Methemoglobinemia is a disease that results from abnormally high levels of methemoglobin (MetHb) in the red blood cell (RBC), which is caused by simultaneous uptake of oxygen (O(2)) and nitric oxide (NO) in the human lungs. MetHb is produced in the RBC by irreversible NO-induced oxidation of the oxygen carrying ferrous ion (Fe(2+)) present in the heme group of the hemoglobin (Hb) molecule to its non-oxygen binding ferric state (Fe(3+)). This paper studies the role of NO in the pathophysiology of methemoglobinemia and presents a multiscale quantitative analysis of the relation between the levels of NO inhaled by the patient and the hypoxemia resulting from the disease.
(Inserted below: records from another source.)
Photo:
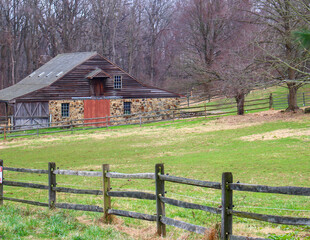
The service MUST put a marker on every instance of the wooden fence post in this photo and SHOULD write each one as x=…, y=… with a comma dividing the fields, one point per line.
x=304, y=99
x=106, y=199
x=160, y=206
x=227, y=204
x=4, y=133
x=270, y=101
x=51, y=184
x=1, y=181
x=71, y=126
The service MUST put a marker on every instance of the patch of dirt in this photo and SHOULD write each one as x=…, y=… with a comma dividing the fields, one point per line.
x=282, y=133
x=261, y=117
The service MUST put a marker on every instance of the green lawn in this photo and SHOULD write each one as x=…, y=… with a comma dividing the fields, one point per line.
x=196, y=148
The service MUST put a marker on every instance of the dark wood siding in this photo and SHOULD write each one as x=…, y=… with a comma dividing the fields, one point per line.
x=74, y=84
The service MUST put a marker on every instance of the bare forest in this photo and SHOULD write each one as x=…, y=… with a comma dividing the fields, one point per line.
x=214, y=47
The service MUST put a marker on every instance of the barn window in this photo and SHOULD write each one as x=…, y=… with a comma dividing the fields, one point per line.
x=65, y=109
x=127, y=107
x=117, y=82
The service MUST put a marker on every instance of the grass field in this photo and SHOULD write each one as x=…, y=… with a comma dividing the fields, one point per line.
x=269, y=148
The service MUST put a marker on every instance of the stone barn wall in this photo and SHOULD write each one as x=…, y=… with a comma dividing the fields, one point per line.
x=145, y=106
x=76, y=110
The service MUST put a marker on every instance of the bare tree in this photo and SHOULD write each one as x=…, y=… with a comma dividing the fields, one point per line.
x=157, y=18
x=286, y=61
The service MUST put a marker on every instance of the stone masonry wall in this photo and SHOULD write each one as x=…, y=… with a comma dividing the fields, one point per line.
x=144, y=107
x=76, y=110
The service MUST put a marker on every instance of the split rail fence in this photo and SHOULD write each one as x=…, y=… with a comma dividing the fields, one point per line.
x=203, y=110
x=226, y=187
x=10, y=130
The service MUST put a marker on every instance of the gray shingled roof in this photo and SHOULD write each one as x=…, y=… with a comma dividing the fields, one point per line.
x=45, y=75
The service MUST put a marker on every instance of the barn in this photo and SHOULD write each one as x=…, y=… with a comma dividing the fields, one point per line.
x=79, y=86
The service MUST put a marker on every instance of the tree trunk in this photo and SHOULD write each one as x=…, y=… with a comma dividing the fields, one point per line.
x=292, y=97
x=240, y=103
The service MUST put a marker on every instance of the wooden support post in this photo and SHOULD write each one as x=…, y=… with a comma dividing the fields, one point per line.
x=71, y=126
x=51, y=183
x=140, y=118
x=160, y=206
x=4, y=133
x=227, y=204
x=1, y=181
x=270, y=101
x=106, y=199
x=304, y=99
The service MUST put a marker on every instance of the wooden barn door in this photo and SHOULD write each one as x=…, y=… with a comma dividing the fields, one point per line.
x=96, y=109
x=31, y=113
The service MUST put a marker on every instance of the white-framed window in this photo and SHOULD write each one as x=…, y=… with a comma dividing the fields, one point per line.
x=127, y=107
x=65, y=109
x=117, y=82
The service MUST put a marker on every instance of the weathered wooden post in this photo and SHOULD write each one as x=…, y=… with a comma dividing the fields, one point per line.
x=107, y=122
x=71, y=126
x=1, y=182
x=227, y=204
x=4, y=133
x=51, y=185
x=304, y=99
x=160, y=206
x=270, y=101
x=106, y=199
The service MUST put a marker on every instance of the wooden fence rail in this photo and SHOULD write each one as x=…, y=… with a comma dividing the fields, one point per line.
x=129, y=119
x=226, y=209
x=205, y=109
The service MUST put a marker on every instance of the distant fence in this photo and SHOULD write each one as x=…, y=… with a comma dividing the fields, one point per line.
x=202, y=110
x=281, y=101
x=206, y=110
x=225, y=210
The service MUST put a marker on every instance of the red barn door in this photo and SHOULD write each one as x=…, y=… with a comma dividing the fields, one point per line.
x=96, y=109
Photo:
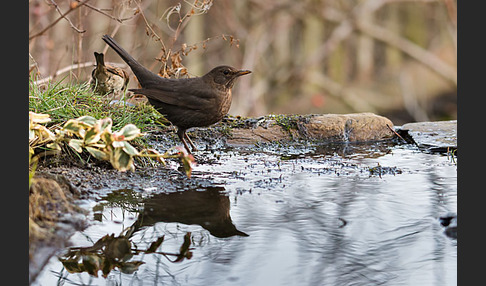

Reactions of NO occurring in the RBC with both Hb and oxyhemoglobin are considered in conjunction with the usual reaction between oxygen and Hb to form oxyhemoglobin. Our dynamic simulations of NO and O(2) uptake in the RBC (micro scale), alveolar capillary (meso scale) and the entire lung (macro scale) under continuous, simultaneous exposure to both gases, reveal that NO uptake competes with the reactive uptake of O(2), thus suppressing the latter and causing hypoxemia. We also find that the mass transfer resistances increase from micro through meso to macro scales, thus decreasing O(2) saturation as one goes up the scales from the cellular to the organ (lung) level. We show that NO levels of 203 ppm or higher while breathing in room air may be considered to be fatal for methemoglobinemia patients since it causes severe hypoxemia by reducing the O(2) saturation below a critical value of 88%, at which Long Term Oxygen Therapy (LTOT) becomes necessary.

摘要

高铁血红蛋白血症是一种由于人体内肺部同时摄取氧气(O2)和一氧化氮(NO),导致红细胞(RBC)中高铁血红蛋白(MetHb)水平异常升高而引起的疾病。MetHb 是由血红蛋白(Hb)分子血红素基团中携带氧气的亚铁离子(Fe(2+))被不可逆的 NO 氧化为非氧结合的铁离子(Fe(3+))而产生的。本文研究了 NO 在高铁血红蛋白血症病理生理学中的作用,并对患者吸入的 NO 水平与疾病引起的低氧血症之间的关系进行了多尺度定量分析。与通常的氧与 Hb 形成氧合血红蛋白的反应一起,考虑了 NO 在 RBC 中与 Hb 和氧合血红蛋白发生的反应。我们对 RBC(微观尺度)、肺泡毛细血管(中观尺度)和整个肺(宏观尺度)在连续同时暴露于两种气体下的 NO 和 O2 摄取的动态模拟表明,NO 摄取与 O2 的反应性摄取竞争,从而抑制后者并导致低氧血症。我们还发现,从微观到中观再到宏观尺度,传质阻力增加,因此,从细胞水平到器官(肺)水平,O2 饱和度随着尺度的增加而降低。我们表明,在吸入室内空气时,NO 水平达到 203ppm 或更高可能被认为对高铁血红蛋白血症患者是致命的,因为它会将 O2 饱和度降低到 88%以下的临界值,从而需要长期氧疗(LTOT)。